Far removed from the masses it's leadership
operated in limbo. Add a further removed
German owner and one might argue failure
was inevitable. Two decades later, logging
onto the Spiegel website informs you that
they're "refreshing". A nice way of saying
out of business. Which bodes the question,
what went wrong? Or a more provocative
query - could smarter leaders have saved
it from extinction? My answer is possibly.
But in my experience HIGHLY unlikely.
Paradise lost
You see, corporate governance is a capricious
game of chance. It all depends on having the
right person in the right place at the right time.
Often circumstances are beyond even the best
of leader's control. As was the case of Marshall
Field & Company. I joined during a time of
reinvention, rejuvenation, and rejection. After
much work we were very successful. Creating
the impetus for our corporate parent (Target) to
trade in our laurels and sell. A decision driven
by external forces i.e. the financial community
and stockholders. Thus in the end, a retail icon
disappeared. And few if any seemed to care.
Shell game
During my time at JCPenney is was obvious
something had to change.
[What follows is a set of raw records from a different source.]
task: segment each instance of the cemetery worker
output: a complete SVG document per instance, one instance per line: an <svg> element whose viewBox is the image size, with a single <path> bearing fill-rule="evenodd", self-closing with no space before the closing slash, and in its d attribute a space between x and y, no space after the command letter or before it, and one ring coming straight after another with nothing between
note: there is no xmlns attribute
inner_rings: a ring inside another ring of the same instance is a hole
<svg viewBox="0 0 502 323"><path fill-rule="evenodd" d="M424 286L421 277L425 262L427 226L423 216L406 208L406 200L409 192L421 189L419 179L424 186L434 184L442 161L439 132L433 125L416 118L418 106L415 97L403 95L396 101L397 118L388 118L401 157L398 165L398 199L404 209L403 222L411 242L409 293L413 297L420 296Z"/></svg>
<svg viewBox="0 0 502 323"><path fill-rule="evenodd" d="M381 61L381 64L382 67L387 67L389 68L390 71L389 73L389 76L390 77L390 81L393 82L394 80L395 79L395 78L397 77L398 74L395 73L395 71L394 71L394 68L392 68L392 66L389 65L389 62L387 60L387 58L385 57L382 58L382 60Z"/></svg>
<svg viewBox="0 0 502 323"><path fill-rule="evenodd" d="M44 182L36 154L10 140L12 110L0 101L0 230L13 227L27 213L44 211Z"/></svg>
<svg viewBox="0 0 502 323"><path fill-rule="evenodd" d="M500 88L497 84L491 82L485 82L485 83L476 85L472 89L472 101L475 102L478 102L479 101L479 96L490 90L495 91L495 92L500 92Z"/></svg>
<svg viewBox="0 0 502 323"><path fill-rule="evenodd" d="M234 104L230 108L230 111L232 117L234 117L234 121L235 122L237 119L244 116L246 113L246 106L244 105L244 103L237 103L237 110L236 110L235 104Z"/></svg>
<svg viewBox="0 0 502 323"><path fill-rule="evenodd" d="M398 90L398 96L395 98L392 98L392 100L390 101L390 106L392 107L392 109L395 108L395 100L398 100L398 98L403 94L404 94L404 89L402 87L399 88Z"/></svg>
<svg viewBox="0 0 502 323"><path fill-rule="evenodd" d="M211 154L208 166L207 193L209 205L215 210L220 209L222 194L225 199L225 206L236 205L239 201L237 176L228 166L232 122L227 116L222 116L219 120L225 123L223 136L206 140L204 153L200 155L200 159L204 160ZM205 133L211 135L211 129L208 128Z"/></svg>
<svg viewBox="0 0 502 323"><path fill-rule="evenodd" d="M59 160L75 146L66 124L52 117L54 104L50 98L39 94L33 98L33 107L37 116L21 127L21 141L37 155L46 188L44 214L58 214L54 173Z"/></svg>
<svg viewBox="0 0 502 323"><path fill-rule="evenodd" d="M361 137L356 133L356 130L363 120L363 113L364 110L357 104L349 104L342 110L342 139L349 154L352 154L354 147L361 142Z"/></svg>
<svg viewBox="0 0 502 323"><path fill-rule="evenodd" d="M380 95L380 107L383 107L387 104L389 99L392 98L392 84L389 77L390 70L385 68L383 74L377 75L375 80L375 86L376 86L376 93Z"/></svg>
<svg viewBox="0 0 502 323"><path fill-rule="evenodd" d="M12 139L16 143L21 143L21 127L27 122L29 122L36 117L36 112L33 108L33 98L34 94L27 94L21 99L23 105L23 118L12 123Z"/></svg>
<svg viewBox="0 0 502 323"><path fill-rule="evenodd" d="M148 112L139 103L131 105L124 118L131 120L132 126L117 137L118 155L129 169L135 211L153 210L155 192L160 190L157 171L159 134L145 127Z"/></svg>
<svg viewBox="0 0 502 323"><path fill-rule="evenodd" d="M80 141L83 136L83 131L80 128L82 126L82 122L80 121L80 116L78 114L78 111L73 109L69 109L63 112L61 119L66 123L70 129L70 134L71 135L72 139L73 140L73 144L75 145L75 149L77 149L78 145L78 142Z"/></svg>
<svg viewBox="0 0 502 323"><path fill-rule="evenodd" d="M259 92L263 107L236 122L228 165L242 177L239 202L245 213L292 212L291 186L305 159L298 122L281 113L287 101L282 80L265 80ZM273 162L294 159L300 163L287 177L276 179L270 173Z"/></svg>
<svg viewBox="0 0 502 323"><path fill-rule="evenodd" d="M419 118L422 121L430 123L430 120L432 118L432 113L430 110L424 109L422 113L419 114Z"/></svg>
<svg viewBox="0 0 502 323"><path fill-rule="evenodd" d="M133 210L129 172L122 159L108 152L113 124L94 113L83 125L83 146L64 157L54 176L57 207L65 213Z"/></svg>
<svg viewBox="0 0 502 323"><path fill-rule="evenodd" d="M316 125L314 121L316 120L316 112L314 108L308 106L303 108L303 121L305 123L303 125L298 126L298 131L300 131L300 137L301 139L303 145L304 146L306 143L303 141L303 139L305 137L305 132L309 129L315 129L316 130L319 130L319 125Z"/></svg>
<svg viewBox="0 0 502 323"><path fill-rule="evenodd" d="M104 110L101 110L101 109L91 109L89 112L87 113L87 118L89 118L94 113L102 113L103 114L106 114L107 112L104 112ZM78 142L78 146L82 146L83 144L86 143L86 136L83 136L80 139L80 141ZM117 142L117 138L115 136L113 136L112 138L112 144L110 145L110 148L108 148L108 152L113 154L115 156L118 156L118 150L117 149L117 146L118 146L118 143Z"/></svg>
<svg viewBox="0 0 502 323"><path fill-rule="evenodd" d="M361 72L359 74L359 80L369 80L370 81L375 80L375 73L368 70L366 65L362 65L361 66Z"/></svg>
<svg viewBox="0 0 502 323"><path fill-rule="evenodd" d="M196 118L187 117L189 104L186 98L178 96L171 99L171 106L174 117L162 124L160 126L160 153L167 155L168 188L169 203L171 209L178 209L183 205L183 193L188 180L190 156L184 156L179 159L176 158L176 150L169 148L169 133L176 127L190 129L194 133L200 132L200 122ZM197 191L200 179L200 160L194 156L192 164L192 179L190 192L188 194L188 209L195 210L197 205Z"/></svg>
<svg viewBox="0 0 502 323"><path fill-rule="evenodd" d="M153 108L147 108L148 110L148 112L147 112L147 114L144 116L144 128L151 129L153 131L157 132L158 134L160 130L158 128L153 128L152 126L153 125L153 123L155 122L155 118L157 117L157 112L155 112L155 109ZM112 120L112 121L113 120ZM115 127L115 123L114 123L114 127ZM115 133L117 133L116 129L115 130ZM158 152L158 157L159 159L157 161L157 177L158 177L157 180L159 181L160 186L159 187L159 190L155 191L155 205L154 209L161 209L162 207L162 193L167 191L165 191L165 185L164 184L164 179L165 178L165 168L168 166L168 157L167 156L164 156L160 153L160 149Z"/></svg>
Therefore when a
golden boy entered the fray everybody was
more than optimistic. Sadly, all that glitters
is not gold. Thus a combination of arrogance
and ignorance wreaked destruction upon the
company akin to a nuclear holocaust. All
within less than a year. Leaving those left
behind to rise out of the ashes in an attempt
to regain the status quo. All good intentions
aside, nothing seems to have been able to stem
an endless tsunami of challenges. Hence in my
opinion it's only a matter of time...
Satisfaction guaranteed or...
I could go on and on. My first retail client was
Sears. Which in those days was housed in the
tallest building in America. Slowly I watched
a century of success fade away. First the catalog
was closed. Then they moved to the suburbs.
And as Rome burned, the majority of it's key
leaders got big bonuses and even bigger golden
parachutes. Which brings us back to Toys "R"
Us. The reason the company ever went private
was due to years of over indulgent management.
Housed in an "executive" multi layered tower
set amidst a sylvan waterside corporate campus
they had one focus. PROFIT AT ANY COST.
Time up?
By the time a new regime arrived, the damage
had been done. Yet over the course of several
years things started to turn around dramatically.
As with most corporate takeovers, common
sense initially yielded the greatest results.
However equally important was rebuilding
a sense of pride, purpose, and resolve within
the faithful who the prior regime left behind.
Along with re-establishing strong ties with the
vendor community. Soon we regained market
share, brand authority, and sales. Honestly it
worked. Yet quickly politics and errors in
judgment reversed any forward momentum.
Fun while it lasted...
So now America loses yet another retail icon.
The question is who cares? Given America's
collective consumption - someone will fill the
void. And there are plenty of smart folks who
are willing to do just that. In the end I come
to this conclusion - retail brands are limited
commodities. Only a blessed few get to ride
the roller coaster up a brand's bell curve. A
few more enjoy the plateau of being on the
top. Yet it's inevitable that even the best slip
off said perch and pummel down to a point
of no return. So farewell Toys "R" Us and
Geoffrey. It was fun while it lasted wasn't it?!